One of the first things we need to do is decide on a function syntax, for application and definition.

@keean
Copy link
Owner Author

keean commented Sep 20, 2016

I don't think we want something too weird and new, so we should follow the conventions of existing language families. Do we want to follow the functional style which makes variable and function assignment similar (and maybe support partial application):

x = 1
f x = x
g x y = (x, y)

or do we want something from the 'C' family:

int x = 1
int f(int x) = x
(A, B) f<A,B>(A x, B y) = (x, y)

or something like Rust (without the types for inference):

let x = 1
fn f(x) { x }
fn g(x, y) { (x, y) }

Or perhaps python like:

x = 1
def f(x):
    ...
def g(x, y):
    ...

@shelby3
Copy link

shelby3 commented Sep 20, 2016

@keean wrote:

Do we want to follow the functional style which makes variable and function assignment similar (and maybe support partial application):

x = 1
f x = x
g x y = (x, y)

I have argued here, here, here, and here to not to adopt that syntax.

Also that syntax is more ameniable to global type inference, because it otherwise requires a duplicate line to declare the type of the function.

Insurmountable negative factor is that vast majority of the world's programmers will be unfamiliar with it (unnatural, not second nature, fights their ingrained second nature), because it is too different from the most popular languages, JavaScript, Java, C, and C++.

I argued it raises the cognitive load too much both at declaration and at the call site, because it requires computing too many factors (inference, precedence, declaration site types and arity).

From the author of the acclaimed Learn You A Haskel:

I failed to learn Haskell approximately 2 times before finally grasping it because it all just seemed too weird to me and I didn't get it.

@keean wrote:

However I do think you have a point about people not used to the style.

You seem to have agreed?

Btw, partial application can be done with the other syntax styles. I will explain later.

@keean
Copy link
Owner Author

keean commented Sep 20, 2016

@shelby3 I agree I just want to capture everything relevant here.

I also remember we wanted something like Python style indenting rather than curley brackets.

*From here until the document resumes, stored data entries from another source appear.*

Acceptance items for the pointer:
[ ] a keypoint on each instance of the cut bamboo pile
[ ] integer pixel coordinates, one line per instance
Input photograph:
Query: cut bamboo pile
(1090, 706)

Do we want to have a keyword like 'def' or 'fn' for function definitions?

@keean
Copy link
Owner Author

keean commented Sep 20, 2016

I actually quite like Rust's syntax for definitions, rather than Python or TypeScript. One problem is with combining TypeScript style signatures with Python style indenting:

inc(x : Int) : Int :
    ...

The problem here is we might want to leave out types:

dec(x) :
   ...

It makes it impossible to tell whether the return type is missing. Whereas with Rust style:

inc(x : Int) -> Int :
    ...

@shelby3
Copy link

shelby3 commented Sep 20, 2016

@keean wrote:

The problem here is we might want to leave out types:

I was just about to post a similar point. We can't use the C/Java-style of type precedes instance name:

int x = 1
int f(int x) = x

Also I wouldn't want some verbose gaudy type as the prefix any way.

I wrote that 2 days ago:

If non-exported function signatures can be inferred, then a syntax with optional type annotations would seem better.

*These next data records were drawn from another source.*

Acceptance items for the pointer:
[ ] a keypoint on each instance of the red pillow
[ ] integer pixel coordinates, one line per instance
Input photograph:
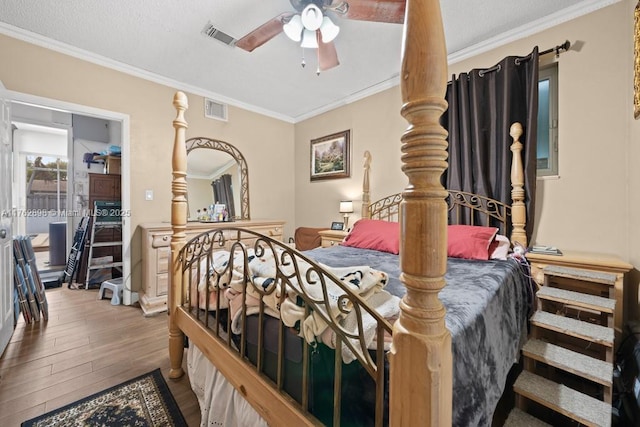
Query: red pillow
(470, 241)
(374, 234)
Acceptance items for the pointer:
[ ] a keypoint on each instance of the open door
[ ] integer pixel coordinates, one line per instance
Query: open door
(7, 322)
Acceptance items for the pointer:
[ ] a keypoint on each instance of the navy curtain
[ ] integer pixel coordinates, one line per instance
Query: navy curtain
(223, 193)
(483, 104)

Agreed. Thus we need the suffixed : type and not the C/Java prefixed type declaration.

Haskell puts the optional types on a separate line instead which I think is unfamiliar, consumes extra lines and violates DNRY, which I don't like (then afaik all the types have to be provided, not the option of just some of them).

@shelby3
Copy link

shelby3 commented Sep 20, 2016

@keean wrote:

Do we want to have a keyword like def or fn for function definitions?

Since yesterday, I've been trying to think if there is a way we don't have to prefix the function declaration (aka definition) with fn or def (because I hate noise, unless it aids readability). I was going to work on the LL(k) parser grammar so we can prove it is a context-free grammar (CFG), which is very important. Also I want consistency with declaring methods in the body of typeclass definitions. So if we need to prefix with fn or def for local functions, then we should do same for methods, but I hate that boilerplate.

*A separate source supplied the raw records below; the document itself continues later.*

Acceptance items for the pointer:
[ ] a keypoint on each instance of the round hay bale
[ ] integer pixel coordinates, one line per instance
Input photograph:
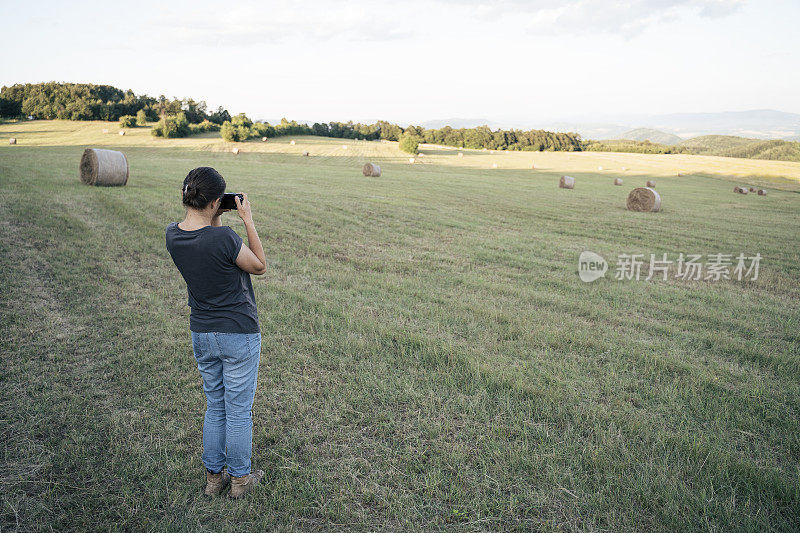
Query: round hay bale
(644, 199)
(104, 167)
(372, 170)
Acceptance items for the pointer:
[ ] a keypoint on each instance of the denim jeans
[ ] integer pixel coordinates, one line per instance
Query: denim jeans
(228, 363)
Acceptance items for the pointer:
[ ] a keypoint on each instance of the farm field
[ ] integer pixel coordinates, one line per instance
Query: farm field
(431, 359)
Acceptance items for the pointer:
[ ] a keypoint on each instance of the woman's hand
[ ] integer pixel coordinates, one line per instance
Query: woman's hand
(243, 207)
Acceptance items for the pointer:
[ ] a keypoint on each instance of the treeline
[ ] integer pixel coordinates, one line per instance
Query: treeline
(86, 101)
(716, 145)
(477, 138)
(637, 147)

I've been thinking about all these issues too. 😉

Inside the body of the typeclass declarations we certainly don't need the prefix on methods. But for functions declared inside the body of another function, we would have a grammar conflict with function calls. One way to get around that is to force a space between the function name and ( for declarations (e.g. f (x...)) and that whitespace not allowed for function calls/application (e.g. f(x...)). I may have other ideas. Let me think about it for a while.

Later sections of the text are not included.